Evie Muir explains why the U.K. needs to do better
Debtstagram – A Creative Solution To Our Debt Problem?
Rachael Revesz meets the influencers that encourage you to save, rather than spend
For a long time, we’ve thought of Instagram as an online gathering of stick-thin influencers with protein shakes and designer watches. But the platform is increasingly being used by women to open up about their real-life struggles and the impact that has on their financial situation. Whether it’s due to losing work, paying student loans, bereavement or poor mental health, they are now in debt and determined to pay it off.
In other words, ‘debtstagram’ is less about your holiday in Bali and more about aspiring to be debt-free.
Inspirational quotes turn into things like “Fuck Black Friday” and pictures of handbags are replaced by Excel spreadsheets.
We badly need creative solutions to our debt problem.
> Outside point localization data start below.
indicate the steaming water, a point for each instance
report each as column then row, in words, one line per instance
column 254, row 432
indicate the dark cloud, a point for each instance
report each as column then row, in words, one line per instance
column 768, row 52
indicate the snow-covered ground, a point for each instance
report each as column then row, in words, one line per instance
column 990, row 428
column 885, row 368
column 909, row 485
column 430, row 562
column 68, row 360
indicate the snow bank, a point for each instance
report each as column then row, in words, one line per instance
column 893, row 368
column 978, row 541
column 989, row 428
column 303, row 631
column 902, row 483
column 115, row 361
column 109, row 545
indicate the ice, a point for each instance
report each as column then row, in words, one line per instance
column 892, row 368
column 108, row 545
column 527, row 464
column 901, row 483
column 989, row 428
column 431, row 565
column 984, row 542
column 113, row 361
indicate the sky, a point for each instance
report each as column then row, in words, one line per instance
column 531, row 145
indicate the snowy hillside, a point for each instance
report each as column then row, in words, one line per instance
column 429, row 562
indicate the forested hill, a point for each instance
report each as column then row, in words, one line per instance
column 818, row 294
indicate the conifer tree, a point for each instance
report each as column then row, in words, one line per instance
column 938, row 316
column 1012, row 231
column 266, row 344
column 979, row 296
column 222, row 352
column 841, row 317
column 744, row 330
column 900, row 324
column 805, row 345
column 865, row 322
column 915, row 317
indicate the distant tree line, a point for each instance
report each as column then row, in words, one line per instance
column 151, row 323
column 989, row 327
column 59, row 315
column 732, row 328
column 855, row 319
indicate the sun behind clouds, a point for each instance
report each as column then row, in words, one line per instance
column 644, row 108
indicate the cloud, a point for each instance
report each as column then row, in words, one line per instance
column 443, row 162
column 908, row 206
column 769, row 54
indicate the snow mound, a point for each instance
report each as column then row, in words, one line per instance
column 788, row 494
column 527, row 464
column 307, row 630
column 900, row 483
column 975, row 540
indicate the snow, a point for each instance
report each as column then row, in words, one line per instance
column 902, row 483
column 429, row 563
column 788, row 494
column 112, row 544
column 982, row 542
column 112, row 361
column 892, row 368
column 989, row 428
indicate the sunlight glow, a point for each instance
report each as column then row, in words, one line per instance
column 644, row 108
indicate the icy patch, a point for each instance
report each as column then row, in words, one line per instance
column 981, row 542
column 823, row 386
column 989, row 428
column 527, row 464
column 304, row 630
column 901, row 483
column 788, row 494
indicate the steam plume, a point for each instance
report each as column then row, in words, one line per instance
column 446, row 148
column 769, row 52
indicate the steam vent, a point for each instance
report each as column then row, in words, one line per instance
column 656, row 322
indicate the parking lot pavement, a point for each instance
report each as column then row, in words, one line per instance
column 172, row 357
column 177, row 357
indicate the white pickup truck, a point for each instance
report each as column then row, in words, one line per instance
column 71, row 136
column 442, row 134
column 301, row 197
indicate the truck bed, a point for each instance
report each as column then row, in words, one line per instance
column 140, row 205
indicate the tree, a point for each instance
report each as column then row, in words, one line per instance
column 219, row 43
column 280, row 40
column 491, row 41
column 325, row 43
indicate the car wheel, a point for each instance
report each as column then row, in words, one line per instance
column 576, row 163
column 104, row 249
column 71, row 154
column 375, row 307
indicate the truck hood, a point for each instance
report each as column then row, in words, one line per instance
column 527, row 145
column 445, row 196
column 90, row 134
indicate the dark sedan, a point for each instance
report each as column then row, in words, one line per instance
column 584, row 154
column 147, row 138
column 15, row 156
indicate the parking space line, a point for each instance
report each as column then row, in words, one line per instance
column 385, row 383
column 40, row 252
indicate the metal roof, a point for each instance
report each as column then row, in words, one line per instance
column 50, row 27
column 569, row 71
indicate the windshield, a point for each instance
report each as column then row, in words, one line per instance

According to National Debt Advice, a third of people in the UK had to borrow money to buy Christmas presents this year, and most of us put that money onto a credit card. It’s hardly surprising that, in a culture where we’re constantly under pressure to buy things, a typical household in the UK has around £2,500 credit card debt.
This situation is perhaps one reason why more and more people are opening up about their financial woes on Instagram, not only revealing how much they owe but also the intricate details about what sacrifices they make to pay it off, day by day, week by week. The idea is not only to be held accountable by your followers but to encourage others to become debt-free too.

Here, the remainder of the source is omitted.